To examine diurnal differences in the proportions of receptors that were occupied and activated by basal and stress levels of corticosterone, we measured available type I (minemlocorticoid) and type II (glucocorticoid) adrenal steroid receptor levels in brain, pituitary, and immune tissues of unstressed and acutely stressed rats at the times of day when basal corticosterone secretion was at its trough [morning (AM)] and peak [evening (PM)]. In general, the estimated adrenal steroid receptor activation was greater in brain than in pituitary or immune tissue, and within a particular tissue, there was a greater degree of estimated activation of the adrenal steroid high affinity type I receptor than of the type II receptor. There was a greater activation of brain type II receptors by basal corticosterone in the PM (30-35%) than the AM (5-15%). As acute stress produced similar levels of receptor activation at both times of day (45-50%), the net change in type II receptor activation in the brain after acute stress was much smaller in the PM than in the AM. This suggests that there may be diurnal differences in the role of type II receptors in corticosterone negative feedback on the hypothalamic-pituitary-adrenal axis.
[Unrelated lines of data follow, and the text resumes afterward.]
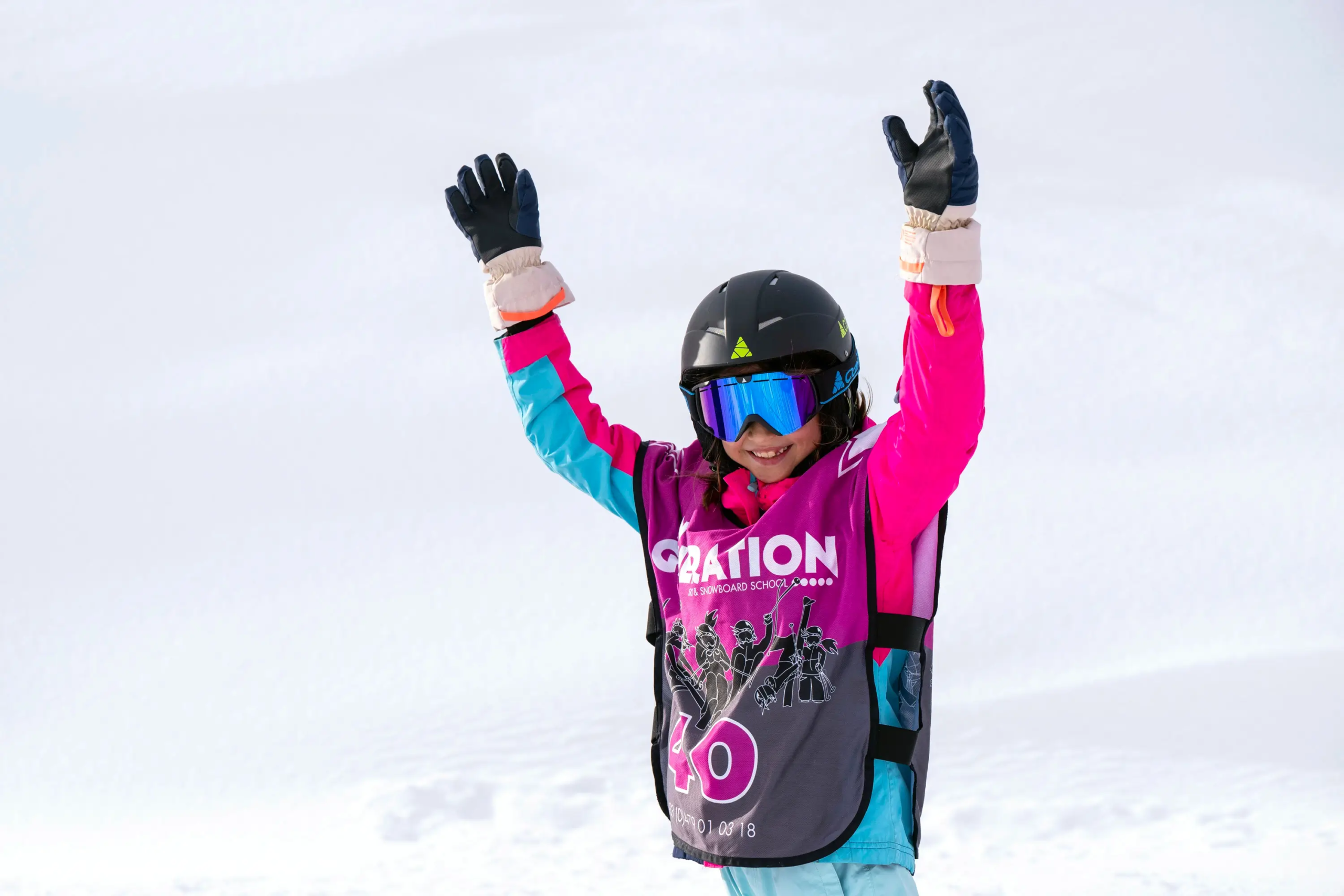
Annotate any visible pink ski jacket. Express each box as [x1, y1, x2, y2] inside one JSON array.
[[496, 282, 985, 872]]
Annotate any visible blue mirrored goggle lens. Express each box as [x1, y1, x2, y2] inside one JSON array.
[[695, 373, 817, 442]]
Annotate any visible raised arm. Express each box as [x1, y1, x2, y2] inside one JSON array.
[[868, 81, 985, 552], [445, 154, 640, 529]]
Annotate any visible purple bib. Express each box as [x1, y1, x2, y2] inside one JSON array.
[[636, 427, 937, 867]]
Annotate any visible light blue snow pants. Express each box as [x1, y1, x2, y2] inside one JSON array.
[[720, 862, 919, 896]]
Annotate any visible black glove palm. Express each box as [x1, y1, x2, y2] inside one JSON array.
[[444, 153, 542, 262], [881, 81, 980, 215]]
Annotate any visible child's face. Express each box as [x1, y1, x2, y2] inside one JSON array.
[[723, 416, 821, 482]]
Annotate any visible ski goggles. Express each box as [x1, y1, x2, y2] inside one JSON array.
[[681, 352, 859, 442]]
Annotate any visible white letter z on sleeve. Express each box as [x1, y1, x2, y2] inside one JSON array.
[[481, 246, 574, 331]]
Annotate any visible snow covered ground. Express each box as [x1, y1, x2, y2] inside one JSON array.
[[0, 0, 1344, 896]]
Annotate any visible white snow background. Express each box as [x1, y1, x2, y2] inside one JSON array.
[[0, 0, 1344, 896]]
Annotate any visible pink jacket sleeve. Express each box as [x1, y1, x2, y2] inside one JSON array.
[[868, 283, 985, 613]]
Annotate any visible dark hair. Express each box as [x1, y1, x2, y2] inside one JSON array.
[[694, 352, 872, 508]]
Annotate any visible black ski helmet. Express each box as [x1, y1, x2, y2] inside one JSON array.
[[681, 270, 862, 462]]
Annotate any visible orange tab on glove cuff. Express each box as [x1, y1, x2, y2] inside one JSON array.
[[929, 286, 957, 336]]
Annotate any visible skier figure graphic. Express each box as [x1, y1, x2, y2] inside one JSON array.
[[755, 598, 817, 712], [731, 613, 774, 700], [799, 626, 840, 702], [695, 610, 730, 718], [667, 619, 711, 731]]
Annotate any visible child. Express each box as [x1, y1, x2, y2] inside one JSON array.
[[447, 81, 984, 896]]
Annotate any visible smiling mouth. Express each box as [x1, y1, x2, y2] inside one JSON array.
[[747, 445, 793, 461]]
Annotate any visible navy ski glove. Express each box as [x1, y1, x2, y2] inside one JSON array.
[[444, 153, 574, 331], [881, 81, 980, 218], [881, 81, 980, 286], [444, 153, 542, 262]]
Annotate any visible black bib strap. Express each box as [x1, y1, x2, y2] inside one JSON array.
[[868, 613, 929, 653], [872, 725, 919, 766]]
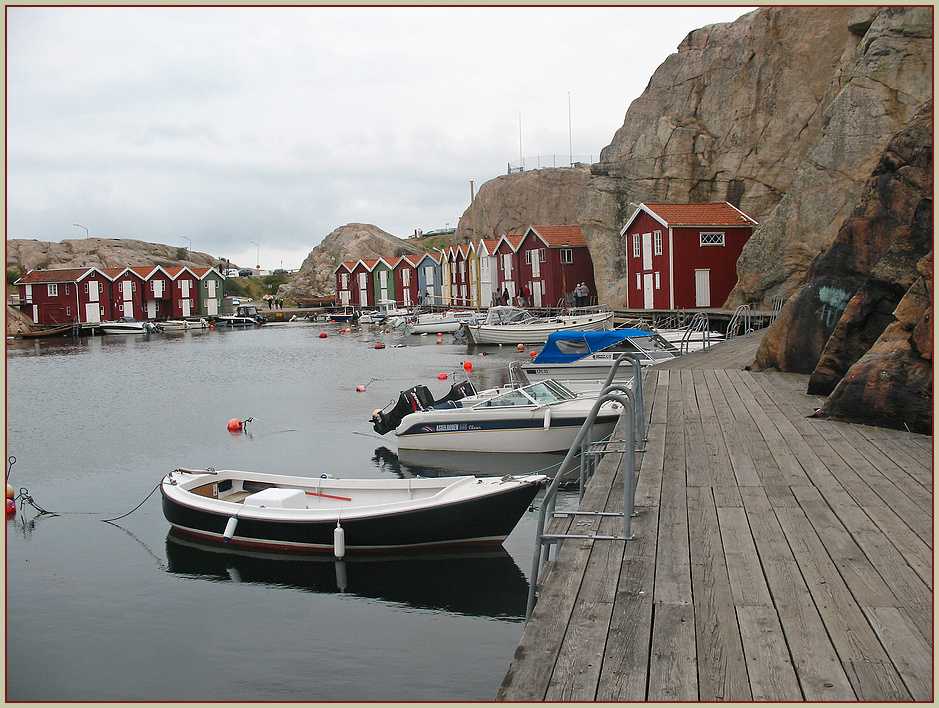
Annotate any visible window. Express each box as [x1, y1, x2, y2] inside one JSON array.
[[700, 231, 724, 246]]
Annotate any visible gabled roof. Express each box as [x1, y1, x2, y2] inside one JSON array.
[[15, 266, 99, 285], [620, 202, 757, 233], [526, 224, 587, 252]]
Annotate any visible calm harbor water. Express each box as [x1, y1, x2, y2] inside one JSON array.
[[6, 322, 575, 701]]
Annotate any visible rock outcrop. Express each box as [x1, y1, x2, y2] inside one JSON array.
[[277, 224, 423, 298], [7, 238, 222, 273]]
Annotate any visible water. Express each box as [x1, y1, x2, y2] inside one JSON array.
[[6, 323, 573, 701]]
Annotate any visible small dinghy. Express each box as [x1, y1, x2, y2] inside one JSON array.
[[160, 469, 547, 557]]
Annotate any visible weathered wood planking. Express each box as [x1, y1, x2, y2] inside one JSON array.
[[498, 336, 932, 701]]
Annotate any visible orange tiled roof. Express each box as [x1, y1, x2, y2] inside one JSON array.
[[643, 202, 756, 226], [531, 224, 587, 246]]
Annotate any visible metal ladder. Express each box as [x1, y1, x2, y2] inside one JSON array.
[[525, 354, 648, 621]]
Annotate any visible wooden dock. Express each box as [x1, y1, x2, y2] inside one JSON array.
[[498, 332, 933, 701]]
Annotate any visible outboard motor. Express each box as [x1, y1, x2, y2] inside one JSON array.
[[372, 385, 434, 435]]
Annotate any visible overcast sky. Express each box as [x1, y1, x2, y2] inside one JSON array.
[[6, 6, 751, 269]]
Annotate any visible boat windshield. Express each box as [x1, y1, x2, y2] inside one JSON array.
[[477, 379, 576, 408]]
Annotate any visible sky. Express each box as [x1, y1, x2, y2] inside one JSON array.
[[6, 6, 752, 270]]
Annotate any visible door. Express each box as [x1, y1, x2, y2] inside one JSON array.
[[642, 273, 655, 310], [642, 233, 652, 270], [694, 269, 711, 307]]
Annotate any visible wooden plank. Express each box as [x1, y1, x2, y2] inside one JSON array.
[[717, 506, 773, 604], [740, 487, 857, 701], [864, 607, 934, 701], [688, 487, 751, 701], [737, 605, 802, 701], [648, 601, 698, 702]]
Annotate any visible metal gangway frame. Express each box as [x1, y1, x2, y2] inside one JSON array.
[[525, 353, 648, 621]]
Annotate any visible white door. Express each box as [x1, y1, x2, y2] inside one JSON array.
[[642, 233, 652, 270], [85, 302, 101, 322], [694, 269, 711, 307], [531, 280, 544, 307], [642, 273, 655, 310]]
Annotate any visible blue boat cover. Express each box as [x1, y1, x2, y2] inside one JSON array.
[[532, 329, 651, 364]]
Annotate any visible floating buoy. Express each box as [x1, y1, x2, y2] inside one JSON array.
[[222, 516, 238, 543], [333, 521, 346, 558]]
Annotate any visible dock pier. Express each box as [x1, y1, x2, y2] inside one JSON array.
[[497, 331, 934, 701]]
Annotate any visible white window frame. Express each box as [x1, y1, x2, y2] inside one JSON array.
[[698, 231, 725, 247]]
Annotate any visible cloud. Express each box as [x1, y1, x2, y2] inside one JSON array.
[[7, 7, 746, 267]]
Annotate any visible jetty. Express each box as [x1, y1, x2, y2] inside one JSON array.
[[497, 331, 934, 702]]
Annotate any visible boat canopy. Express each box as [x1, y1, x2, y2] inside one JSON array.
[[532, 329, 667, 364]]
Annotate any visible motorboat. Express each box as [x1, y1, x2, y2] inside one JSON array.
[[404, 310, 481, 334], [517, 329, 679, 391], [160, 468, 547, 557], [215, 305, 267, 327], [463, 305, 613, 344], [98, 315, 163, 334], [371, 380, 621, 453]]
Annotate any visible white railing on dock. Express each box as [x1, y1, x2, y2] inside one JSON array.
[[525, 354, 648, 620]]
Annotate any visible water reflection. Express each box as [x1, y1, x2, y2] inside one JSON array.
[[166, 530, 528, 621]]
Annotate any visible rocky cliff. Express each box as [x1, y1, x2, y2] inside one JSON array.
[[277, 224, 423, 297]]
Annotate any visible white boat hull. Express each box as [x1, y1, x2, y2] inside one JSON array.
[[466, 312, 613, 344]]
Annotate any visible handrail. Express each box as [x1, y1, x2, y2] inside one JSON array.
[[525, 353, 648, 620]]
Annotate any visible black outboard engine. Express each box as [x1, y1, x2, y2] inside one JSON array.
[[372, 385, 434, 435]]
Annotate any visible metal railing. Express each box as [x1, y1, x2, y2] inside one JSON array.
[[525, 354, 648, 620]]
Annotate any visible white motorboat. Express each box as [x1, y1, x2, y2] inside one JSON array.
[[517, 329, 679, 391], [463, 305, 613, 344], [371, 380, 621, 453], [404, 310, 480, 334], [160, 469, 547, 557], [98, 316, 162, 334]]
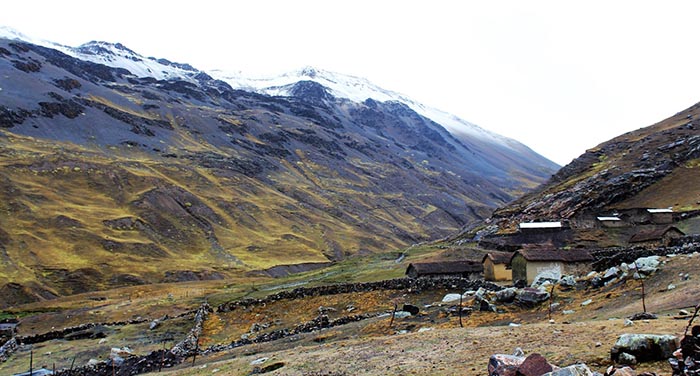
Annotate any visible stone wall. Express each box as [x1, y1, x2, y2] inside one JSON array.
[[217, 278, 502, 312]]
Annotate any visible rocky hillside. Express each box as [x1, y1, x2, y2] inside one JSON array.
[[478, 104, 700, 232], [0, 39, 553, 302]]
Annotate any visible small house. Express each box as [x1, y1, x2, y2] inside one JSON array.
[[406, 261, 484, 279], [12, 368, 53, 376], [518, 222, 564, 234], [596, 216, 627, 228], [629, 226, 685, 247], [481, 252, 513, 281], [510, 249, 593, 284], [647, 208, 673, 225]]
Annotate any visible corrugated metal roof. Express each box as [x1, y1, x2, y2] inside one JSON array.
[[511, 249, 593, 262], [598, 217, 621, 221], [481, 251, 513, 264], [520, 222, 561, 228], [647, 208, 673, 214]]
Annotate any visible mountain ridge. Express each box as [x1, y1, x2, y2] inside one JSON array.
[[0, 34, 553, 304], [0, 27, 559, 172]]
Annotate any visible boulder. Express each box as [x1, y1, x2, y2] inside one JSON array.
[[488, 354, 525, 376], [530, 268, 561, 287], [559, 275, 576, 287], [401, 304, 420, 316], [516, 354, 552, 376], [542, 364, 594, 376], [496, 287, 518, 303], [610, 334, 679, 362], [617, 353, 637, 365], [628, 256, 661, 275], [442, 294, 462, 303], [603, 266, 620, 282], [629, 312, 659, 321], [515, 287, 549, 306], [605, 366, 637, 376]]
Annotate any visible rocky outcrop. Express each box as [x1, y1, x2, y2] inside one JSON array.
[[610, 334, 679, 362]]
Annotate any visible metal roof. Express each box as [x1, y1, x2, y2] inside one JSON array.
[[481, 251, 513, 264], [598, 217, 621, 221], [520, 222, 561, 228], [647, 208, 673, 214], [511, 249, 593, 262]]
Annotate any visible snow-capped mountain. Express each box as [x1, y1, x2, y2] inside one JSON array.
[[208, 67, 519, 147], [0, 26, 200, 82], [0, 26, 559, 170], [0, 26, 540, 154]]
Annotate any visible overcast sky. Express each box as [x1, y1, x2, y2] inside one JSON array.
[[0, 0, 700, 164]]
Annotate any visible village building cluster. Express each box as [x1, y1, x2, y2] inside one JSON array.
[[406, 208, 685, 284]]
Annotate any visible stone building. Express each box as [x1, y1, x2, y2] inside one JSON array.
[[629, 226, 685, 247], [481, 251, 513, 281], [510, 249, 593, 284]]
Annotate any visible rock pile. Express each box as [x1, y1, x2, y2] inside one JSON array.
[[488, 348, 602, 376], [669, 325, 700, 376], [610, 334, 678, 365]]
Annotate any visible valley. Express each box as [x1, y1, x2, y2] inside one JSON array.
[[0, 30, 700, 376]]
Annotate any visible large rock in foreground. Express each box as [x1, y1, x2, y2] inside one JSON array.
[[542, 364, 594, 376], [610, 334, 679, 362]]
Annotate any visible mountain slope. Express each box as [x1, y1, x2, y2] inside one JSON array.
[[210, 67, 559, 188], [478, 104, 700, 231], [0, 39, 551, 304]]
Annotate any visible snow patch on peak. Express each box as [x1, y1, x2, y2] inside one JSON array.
[[209, 66, 520, 148], [0, 26, 200, 82]]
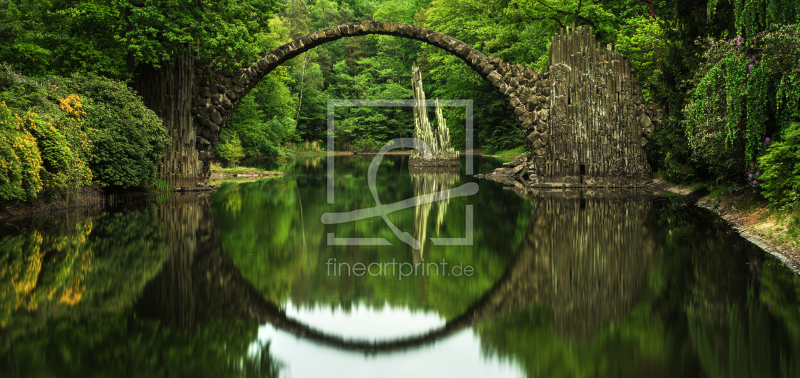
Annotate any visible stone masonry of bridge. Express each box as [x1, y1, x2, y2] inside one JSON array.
[[180, 20, 657, 187]]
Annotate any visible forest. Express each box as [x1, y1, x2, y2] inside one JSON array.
[[0, 0, 800, 210]]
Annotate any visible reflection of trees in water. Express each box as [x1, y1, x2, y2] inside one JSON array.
[[490, 191, 656, 339], [409, 167, 460, 262], [0, 206, 167, 340], [533, 192, 656, 338], [0, 194, 281, 377]]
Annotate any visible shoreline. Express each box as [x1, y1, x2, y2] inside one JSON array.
[[649, 178, 800, 274]]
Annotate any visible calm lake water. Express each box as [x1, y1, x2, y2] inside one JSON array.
[[0, 156, 800, 377]]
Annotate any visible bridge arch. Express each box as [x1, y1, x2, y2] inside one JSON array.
[[191, 20, 549, 179]]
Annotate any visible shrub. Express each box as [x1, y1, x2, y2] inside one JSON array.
[[29, 94, 93, 200], [0, 102, 42, 200], [53, 75, 170, 188], [758, 123, 800, 205], [684, 25, 800, 182]]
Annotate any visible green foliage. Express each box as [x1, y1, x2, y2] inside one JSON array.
[[49, 74, 169, 188], [217, 131, 244, 167], [0, 0, 282, 79], [758, 123, 800, 205], [0, 102, 43, 200], [685, 26, 800, 181]]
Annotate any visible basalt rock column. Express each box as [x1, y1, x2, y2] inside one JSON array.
[[133, 52, 200, 189], [527, 25, 660, 187]]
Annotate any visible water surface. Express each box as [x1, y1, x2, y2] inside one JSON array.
[[0, 156, 800, 377]]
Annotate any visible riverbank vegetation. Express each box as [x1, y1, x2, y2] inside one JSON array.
[[0, 0, 800, 214]]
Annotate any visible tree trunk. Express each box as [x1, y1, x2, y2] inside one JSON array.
[[132, 52, 202, 190]]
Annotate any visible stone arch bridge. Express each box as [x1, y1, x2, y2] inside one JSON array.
[[148, 20, 655, 189]]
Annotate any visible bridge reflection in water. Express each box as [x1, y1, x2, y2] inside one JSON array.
[[136, 188, 656, 353]]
In immune tissues, type II receptor activation by acute stress was especially heterogeneous, depending on both the immune compartment and the time of day, suggesting that these are important factors contributing to a differential impact of corticosterone on immune responses during acute stress. Taken together our results suggest that the tonic and phasic influences of corticosterone on target tissue responses vary not only with the diurnal and stress secretion patterns of corticosterone, but also with target tissue factors, such as type I and type II receptor expression and hormone bioavailability. All of these factors contribute to considerable selectivity of action for the systemic hormone corticosterone.